21日の中国本土株式市場で、上海総合指数は小反発。終値は前日比0.08%高の4116.94ポイントだった。深セン成分指数は0.7%高の14255.13ポイント。上海、深セン両市場の半日の売買代金は概算で2兆6007億200万元だった。
上海総合指数は安く寄り付いたものの、ほどなくして切り返すと、その後はおおむねプラス圏で推移した。中国当局の政策支援を好感する買いが下値を支えた。財政部は20日、内需拡大に向け、財政・金融政策を組み合わせた一括の政策パッケージを打ち出した。消費の振興と民間投資の拡大を柱とする5つの主要施策を公表し、家計や中小零細企業の負担軽減を通じて景気を下支えする。もっとも、当局が株式市場の安定を重視し、相場の過熱を抑制する姿勢を示したことから、上値の重さが目立ち、終盤は前日終値を挟んでもみ合った。
セクター別では、貴金属とバッテリー素材が全面高。採掘、電機、半導体、レアメタルも買われた。半面、保険が全面安となったほか、銀行、石炭、酒造、商業・百貨店などが下げた。

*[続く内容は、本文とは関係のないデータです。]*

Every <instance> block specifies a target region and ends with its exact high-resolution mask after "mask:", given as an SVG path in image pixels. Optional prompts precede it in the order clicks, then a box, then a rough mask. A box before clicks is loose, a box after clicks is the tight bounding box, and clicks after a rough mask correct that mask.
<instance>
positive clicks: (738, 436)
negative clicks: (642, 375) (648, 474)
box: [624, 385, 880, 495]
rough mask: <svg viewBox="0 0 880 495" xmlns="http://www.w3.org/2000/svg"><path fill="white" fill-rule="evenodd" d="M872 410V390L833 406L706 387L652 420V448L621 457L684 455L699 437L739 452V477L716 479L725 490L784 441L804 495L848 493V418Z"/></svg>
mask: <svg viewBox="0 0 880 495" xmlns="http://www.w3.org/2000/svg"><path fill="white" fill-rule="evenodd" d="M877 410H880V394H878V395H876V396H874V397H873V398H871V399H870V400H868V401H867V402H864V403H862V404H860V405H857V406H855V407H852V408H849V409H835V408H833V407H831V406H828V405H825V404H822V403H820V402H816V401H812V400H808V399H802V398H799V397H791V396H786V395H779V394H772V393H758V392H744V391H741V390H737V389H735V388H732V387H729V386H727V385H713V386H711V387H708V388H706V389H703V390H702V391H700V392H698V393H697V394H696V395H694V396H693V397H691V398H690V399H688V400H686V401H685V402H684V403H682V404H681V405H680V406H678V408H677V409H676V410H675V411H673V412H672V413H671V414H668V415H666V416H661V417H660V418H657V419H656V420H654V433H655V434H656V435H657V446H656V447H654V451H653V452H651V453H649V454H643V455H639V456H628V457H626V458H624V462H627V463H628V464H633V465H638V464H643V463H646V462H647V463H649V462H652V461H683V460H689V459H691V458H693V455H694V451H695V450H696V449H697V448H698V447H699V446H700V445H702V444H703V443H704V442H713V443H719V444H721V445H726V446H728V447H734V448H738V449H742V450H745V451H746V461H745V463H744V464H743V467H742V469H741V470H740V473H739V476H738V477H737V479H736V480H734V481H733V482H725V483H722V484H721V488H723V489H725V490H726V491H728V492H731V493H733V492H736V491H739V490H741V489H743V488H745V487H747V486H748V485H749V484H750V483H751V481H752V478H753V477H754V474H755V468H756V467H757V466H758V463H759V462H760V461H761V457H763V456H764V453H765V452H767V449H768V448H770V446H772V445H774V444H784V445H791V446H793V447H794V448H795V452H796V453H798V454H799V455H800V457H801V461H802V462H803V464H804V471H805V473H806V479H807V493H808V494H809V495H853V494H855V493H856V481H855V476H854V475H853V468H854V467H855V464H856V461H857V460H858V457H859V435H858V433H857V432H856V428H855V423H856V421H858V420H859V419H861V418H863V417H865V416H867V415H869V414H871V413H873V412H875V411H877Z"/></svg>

A株市場では、プリント基板(PCB)メーカーの深南電路(
002916)、テック株の曙光信息産業(
603019)、大族激光科技産業集団(
002008)、紫光国芯微電子(
002049)、杭州海康威視数字技術(
002415)などが大幅高。不動産デベロッパーの万科企業(
000002)も高い。社債「21万科02」の返済期限を一部延長する案が債権者会議で承認されたことが材料視された。半面、小売りの永輝超市(
601933)、酒造の瀘州老窖(
000568)、風力発電設備の新疆金風科技(
002202)などが安い。中信銀行(
601998)、中国農業銀行(
601288)、上海浦東発展銀行(
600000)などの銀行株が売られ、相場の重荷となった。
上海B株指数は0.6%高の261.81ポイント、深センB株指数は0.41%安の1251.60ポイント。